Я не сказал ему, что это давно уже практикуется. Пока преподавателя нет (мало ли куда мог выйти во время пары), особо смелые курили прямо за учебными партами. Потом открывали окна и дверь и проветривали. Если бы отец знал, что я тоже этим занимался, он бы, наверное, меня убил. Такого разгильдяйства простить своему сыну он бы не смог.
– Садись, поговорим, – отец открыл мне дверь своего старого автомобиля, который, по-моему мнению, давно пора было отправить на металлолом. Но разве Евгению Петровичу можно такое сказать? Я молча сел и уставился прямо перед собой. Смотреть отцу в глаза было невыносимо. – Что молчишь? – спросил он. – Или сказать нечего?
– Ты сам всё слышал, – так же, не глядя, ответил я. – Ничего нового к этому я не добавлю.
– Жаль, – заметил отец. – А я надеялся узнать о причине такого провала с твоей стороны.
– Причин нет, – я пожал плечами. – Кроме той, что мне не нравится специальность, которую ты мне выбрал.
– Ах, вот оно что! – взъярился отец. – Ему дали возможность получить хорошее высшее образование, а он ещё недоволен! Да у тебя совести нет!
– Может, и нет. Только перед тем, как делать выбор, можно было бы меня спросить, чего я сам хочу, – мягко ответил я. Повысить голос на отца никогда не смел.
– А ты хоть знаешь, чего хочешь? – отец презрительно усмехнулся. – Помнится, когда заканчивал школу, собирался в музыкальное училище.
– Да, мне, действительно, этого хотелось, – признал я. Музыка – это моё всё.
– И кем бы ты стал после этого училища? – продолжал отец. – Музыкальным педагогом в детском саду? Репетитором по игре на гитаре?
Я не знал, что ему сказать. Мои увлечения отец никогда не принимал всерьёз.
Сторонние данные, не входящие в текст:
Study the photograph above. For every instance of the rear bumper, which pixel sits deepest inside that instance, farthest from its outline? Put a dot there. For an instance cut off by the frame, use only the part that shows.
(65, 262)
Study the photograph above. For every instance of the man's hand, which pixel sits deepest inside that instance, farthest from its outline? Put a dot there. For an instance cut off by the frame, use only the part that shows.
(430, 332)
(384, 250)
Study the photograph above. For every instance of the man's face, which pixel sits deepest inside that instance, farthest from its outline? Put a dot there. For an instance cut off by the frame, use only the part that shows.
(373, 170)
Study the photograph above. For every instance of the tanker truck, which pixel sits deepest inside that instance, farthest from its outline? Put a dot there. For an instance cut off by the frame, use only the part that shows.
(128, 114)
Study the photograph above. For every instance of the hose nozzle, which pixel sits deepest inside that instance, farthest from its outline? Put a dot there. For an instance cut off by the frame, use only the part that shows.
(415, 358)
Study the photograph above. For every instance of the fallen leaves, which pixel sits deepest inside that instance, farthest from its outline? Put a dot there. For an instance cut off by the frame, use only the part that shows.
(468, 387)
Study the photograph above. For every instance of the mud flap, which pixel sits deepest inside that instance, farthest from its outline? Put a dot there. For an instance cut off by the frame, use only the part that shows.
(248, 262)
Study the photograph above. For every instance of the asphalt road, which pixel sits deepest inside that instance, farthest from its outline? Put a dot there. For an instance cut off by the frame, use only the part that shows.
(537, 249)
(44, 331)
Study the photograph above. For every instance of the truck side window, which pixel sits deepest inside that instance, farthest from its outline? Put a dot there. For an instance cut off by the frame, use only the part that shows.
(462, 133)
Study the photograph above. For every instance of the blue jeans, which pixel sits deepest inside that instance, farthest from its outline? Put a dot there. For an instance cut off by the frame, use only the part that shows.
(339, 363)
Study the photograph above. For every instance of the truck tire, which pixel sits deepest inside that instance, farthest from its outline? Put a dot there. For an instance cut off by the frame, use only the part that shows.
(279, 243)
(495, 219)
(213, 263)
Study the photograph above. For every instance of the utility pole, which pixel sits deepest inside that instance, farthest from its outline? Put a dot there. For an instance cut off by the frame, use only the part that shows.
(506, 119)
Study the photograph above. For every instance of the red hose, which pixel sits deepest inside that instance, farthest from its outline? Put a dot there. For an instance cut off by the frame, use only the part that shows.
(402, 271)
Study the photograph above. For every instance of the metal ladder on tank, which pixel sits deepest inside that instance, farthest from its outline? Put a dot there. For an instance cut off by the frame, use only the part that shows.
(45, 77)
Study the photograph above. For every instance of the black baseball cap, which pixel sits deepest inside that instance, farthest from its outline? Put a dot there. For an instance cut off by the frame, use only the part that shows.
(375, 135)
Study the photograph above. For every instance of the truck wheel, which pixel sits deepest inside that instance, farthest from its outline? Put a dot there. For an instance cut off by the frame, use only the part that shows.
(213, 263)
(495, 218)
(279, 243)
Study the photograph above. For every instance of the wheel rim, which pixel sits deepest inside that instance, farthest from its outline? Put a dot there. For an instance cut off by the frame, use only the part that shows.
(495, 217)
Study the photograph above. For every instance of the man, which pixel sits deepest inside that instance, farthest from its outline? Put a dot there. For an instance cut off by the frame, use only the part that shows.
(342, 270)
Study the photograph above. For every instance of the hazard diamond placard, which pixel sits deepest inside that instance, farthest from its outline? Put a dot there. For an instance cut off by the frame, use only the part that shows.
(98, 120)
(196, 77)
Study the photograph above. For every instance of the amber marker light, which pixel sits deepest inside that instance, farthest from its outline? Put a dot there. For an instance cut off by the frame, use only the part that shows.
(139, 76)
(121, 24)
Когда я дома во время празднования какого-либо события играл на гитаре, ему нравилось. Он даже хвалил меня. Но стоило завести речь о продолжении карьеры, как он, в лучшем случае, резко менял тему разговора. А если был не в духе, то мог высказаться в мой адрес так, что желание говорить с ним об этом пропадало надолго.
Отец всегда знал, вернее, был уверен в том, что знает, что для меня лучше. И самое печальное то, что моё мнение при этом не учитывалось. Какая разница, что я думаю, если решения принимает он? Я глотал обиду за обидой, не чувствуя в себе сил противостоять ему. А потому уходил в первый попавшийся бар и там заливал и свою обиду, и все невысказанные мной слова. Мать покрывала мои пьяные похождения, и отец нечасто о них узнавал. Но когда узнавал, я получал по полной.
– Одного не пойму: в кого ты такой непутёвый? – любил говорить он. – Мы с матерью оба приличные люди, достойно себя ведём. Один ты у нас…
Выродок. Вслух он этого не говорил, но мне и так было понятно. Не такого сына Евгению Петровичу надо бы. Но уже поздно. Что есть, то есть…
– Ты мне скажи, сам до этого дошёл, или компания помогла? – спросил отец. – В общежитии какого только сброда нет! Отовсюду приезжают. Если тебе мешают твои приятели, ты так и скажи.
– Да нет, мне никто не мешает.
– Или может у тебя с девушкой отношения разладились? – продолжал он допытываться. – Как там её зовут?
– Лиза, – напомнил я.
– Точно, Лиза. Так у вас с ней всё нормально?
– Вроде, да.
– Смотри, – предупредил отец, – хотя бы с ней не наделай глупостей. Ты хотя бы предохраняешься?
– Пап! – возмутился я. – Мне двадцать лет. О чём ты говоришь? Думаешь, я не в курсе, что и как делать?